This week sees the publication of How to build houses and save the countryside by former CPRE chief executive Shaun Spiers, which pulls together many of the debates and issues that dominated his time with us. Its timing is particularly pertinent given the current consultation on national planning rules, given its exploration of the nature of the housing crisis and its impact on our countryside. It includes a look at the historic context, rural housing, environmental constraints, design, and how a revised, refocused planning system could provide a route forward.
Shaun Spiers said: ‘We need to build more new homes in England and we can do so, but only with radical changes to policy. For years we have managed the difficult trick of building too few homes while losing too much countryside. Many rural communities are embattled, fighting constant development proposals because they assume – often rightly – that the homes built will be poor quality and unaffordable to most people.
‘It doesn’t have to be like this. My book makes the case for a new approach. It is strongly pro-housing, particularly affordable housing in villages, but at the same time it seeks to show just why the countryside matters and why it must be safeguarded.
‘Sadly, the Government’s recent announcements on housing are too close to recent history – high targets imposed on local authorities, without the means of delivering them. The predictable result will be too few houses built, too much countryside lost, and too much energy devoted to countryside battles rather than to working out how and where to build the good quality homes the country needs.’
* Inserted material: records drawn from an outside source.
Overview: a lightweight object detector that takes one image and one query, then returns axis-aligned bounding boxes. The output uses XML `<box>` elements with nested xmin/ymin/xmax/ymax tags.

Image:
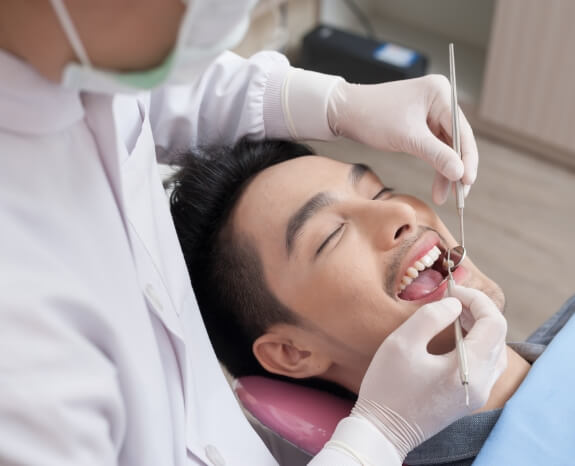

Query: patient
<box><xmin>171</xmin><ymin>140</ymin><xmax>568</xmax><ymax>465</ymax></box>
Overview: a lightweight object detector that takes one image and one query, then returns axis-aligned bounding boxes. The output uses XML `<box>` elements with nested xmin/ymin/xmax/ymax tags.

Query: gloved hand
<box><xmin>318</xmin><ymin>286</ymin><xmax>507</xmax><ymax>466</ymax></box>
<box><xmin>327</xmin><ymin>75</ymin><xmax>478</xmax><ymax>204</ymax></box>
<box><xmin>352</xmin><ymin>286</ymin><xmax>507</xmax><ymax>459</ymax></box>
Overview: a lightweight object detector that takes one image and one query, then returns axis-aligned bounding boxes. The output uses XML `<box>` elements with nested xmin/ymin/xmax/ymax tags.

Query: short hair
<box><xmin>170</xmin><ymin>139</ymin><xmax>314</xmax><ymax>377</ymax></box>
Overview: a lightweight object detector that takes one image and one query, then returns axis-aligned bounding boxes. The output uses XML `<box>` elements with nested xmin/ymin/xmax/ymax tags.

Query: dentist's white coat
<box><xmin>0</xmin><ymin>4</ymin><xmax>395</xmax><ymax>466</ymax></box>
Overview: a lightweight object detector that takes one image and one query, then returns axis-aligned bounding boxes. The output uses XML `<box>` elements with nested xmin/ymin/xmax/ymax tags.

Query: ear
<box><xmin>252</xmin><ymin>329</ymin><xmax>332</xmax><ymax>379</ymax></box>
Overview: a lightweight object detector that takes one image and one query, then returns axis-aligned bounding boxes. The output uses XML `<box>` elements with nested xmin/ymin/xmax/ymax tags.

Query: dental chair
<box><xmin>233</xmin><ymin>376</ymin><xmax>353</xmax><ymax>466</ymax></box>
<box><xmin>233</xmin><ymin>306</ymin><xmax>575</xmax><ymax>466</ymax></box>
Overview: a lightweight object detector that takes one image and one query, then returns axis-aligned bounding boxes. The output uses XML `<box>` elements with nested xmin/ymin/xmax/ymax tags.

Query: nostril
<box><xmin>393</xmin><ymin>224</ymin><xmax>409</xmax><ymax>239</ymax></box>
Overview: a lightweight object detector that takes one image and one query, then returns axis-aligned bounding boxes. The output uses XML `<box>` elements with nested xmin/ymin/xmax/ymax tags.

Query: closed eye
<box><xmin>315</xmin><ymin>187</ymin><xmax>393</xmax><ymax>257</ymax></box>
<box><xmin>372</xmin><ymin>188</ymin><xmax>393</xmax><ymax>201</ymax></box>
<box><xmin>315</xmin><ymin>223</ymin><xmax>344</xmax><ymax>257</ymax></box>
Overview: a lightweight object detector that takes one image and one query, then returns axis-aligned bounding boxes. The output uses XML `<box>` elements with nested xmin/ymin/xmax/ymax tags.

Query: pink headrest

In the book, Shaun argues that to drive house building on the scale needed, government must strike a contract with civil society: in return for public support and acceptance of the loss of some countryside, it must guarantee high quality, affordable and social developments, in the right locations. Simply imposing development, as recent governments of all political persuasions have attempted, will not work. Shaun makes a powerful case for democratic planning reform and a more active role for the state, including local government.